The amended Digital Identity Framework Regulation (“eIDAS 2″) is expected to be implemented by 2026, including its new solution of the Digital Identity Wallet from each Member State for its residents, citizens, and businesses. Widely used public key cryptosystems including those in the current EUDI Wallet prototypes are using electronic signatures and authentication that will need to be replaced by post-quantum resistant cryptography (PQC). In April 2024, the EU recommended general action by the Member States to prepare for quantum capability. We suggest that the European Digital Identity Wallet could be the starting point for an impactful debut of hybrid “quantum resistant” cryptography tools to align the Member States in the transition. We look at the awareness campaigns of ENISA and national cybersecurity authorities in the USA, Spain, UK and Germany on the transition to PQC using a hybrid approach. There seems to be some early consensus that NIST's PQC algorithms are likely to set the international standard. Given the eIDAS 2′s flexible, technologically neutral language, it allows the timely implementation of new secure encryption methods.
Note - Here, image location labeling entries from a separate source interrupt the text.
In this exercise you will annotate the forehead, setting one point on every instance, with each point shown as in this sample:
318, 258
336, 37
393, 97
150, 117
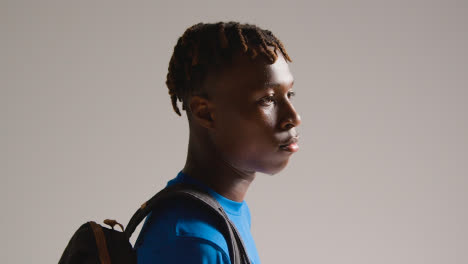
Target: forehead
246, 76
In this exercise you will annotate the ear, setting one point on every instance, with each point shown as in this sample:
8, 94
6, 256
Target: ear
202, 110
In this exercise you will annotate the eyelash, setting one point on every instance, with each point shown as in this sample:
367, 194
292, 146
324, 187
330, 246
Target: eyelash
270, 98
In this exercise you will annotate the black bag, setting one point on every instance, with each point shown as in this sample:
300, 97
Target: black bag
93, 243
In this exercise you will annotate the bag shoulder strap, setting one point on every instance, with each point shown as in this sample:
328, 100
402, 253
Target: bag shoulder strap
236, 246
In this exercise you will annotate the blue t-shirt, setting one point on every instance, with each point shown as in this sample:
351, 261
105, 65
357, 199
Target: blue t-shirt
182, 233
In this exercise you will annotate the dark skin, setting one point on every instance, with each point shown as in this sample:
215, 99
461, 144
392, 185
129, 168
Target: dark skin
238, 124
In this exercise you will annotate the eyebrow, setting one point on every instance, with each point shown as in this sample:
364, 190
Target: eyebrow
275, 85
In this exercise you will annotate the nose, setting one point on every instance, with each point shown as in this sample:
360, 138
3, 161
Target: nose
290, 117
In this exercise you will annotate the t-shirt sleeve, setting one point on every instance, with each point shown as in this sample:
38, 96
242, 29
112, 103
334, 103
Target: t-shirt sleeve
184, 250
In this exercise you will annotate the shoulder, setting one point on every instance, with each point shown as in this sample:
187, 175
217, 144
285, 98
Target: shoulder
182, 228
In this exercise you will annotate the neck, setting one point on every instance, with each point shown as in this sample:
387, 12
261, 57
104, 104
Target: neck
211, 169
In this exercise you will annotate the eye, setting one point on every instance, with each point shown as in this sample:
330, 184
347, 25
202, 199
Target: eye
268, 100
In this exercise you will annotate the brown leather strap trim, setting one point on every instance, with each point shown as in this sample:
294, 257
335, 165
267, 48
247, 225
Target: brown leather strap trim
101, 243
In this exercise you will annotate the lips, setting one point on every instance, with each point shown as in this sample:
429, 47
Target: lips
290, 145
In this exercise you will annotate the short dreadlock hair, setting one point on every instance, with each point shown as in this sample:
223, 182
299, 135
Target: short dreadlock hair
204, 48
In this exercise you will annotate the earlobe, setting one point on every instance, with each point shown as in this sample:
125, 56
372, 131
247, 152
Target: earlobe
202, 111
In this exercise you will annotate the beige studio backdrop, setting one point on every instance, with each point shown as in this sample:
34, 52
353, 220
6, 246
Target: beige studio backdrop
88, 131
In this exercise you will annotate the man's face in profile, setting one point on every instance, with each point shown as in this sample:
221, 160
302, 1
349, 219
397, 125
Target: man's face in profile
254, 115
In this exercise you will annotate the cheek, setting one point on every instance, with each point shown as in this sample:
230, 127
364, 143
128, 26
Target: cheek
247, 135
The Wallet could be an exemplary model for large businesses, or app developers, and SMEs that also must transition to PQC to render secure those asymmetrically encrypted quantum-vulnerable digital assets. A very large and relatively fast uptake of the EUDI Wallet system is expected, and if it holds the promises of functionality, user friendliness, and security across the changing technological world, the EUDI Wallet's approach could become a benchmark for the transition to post-quantum capacity.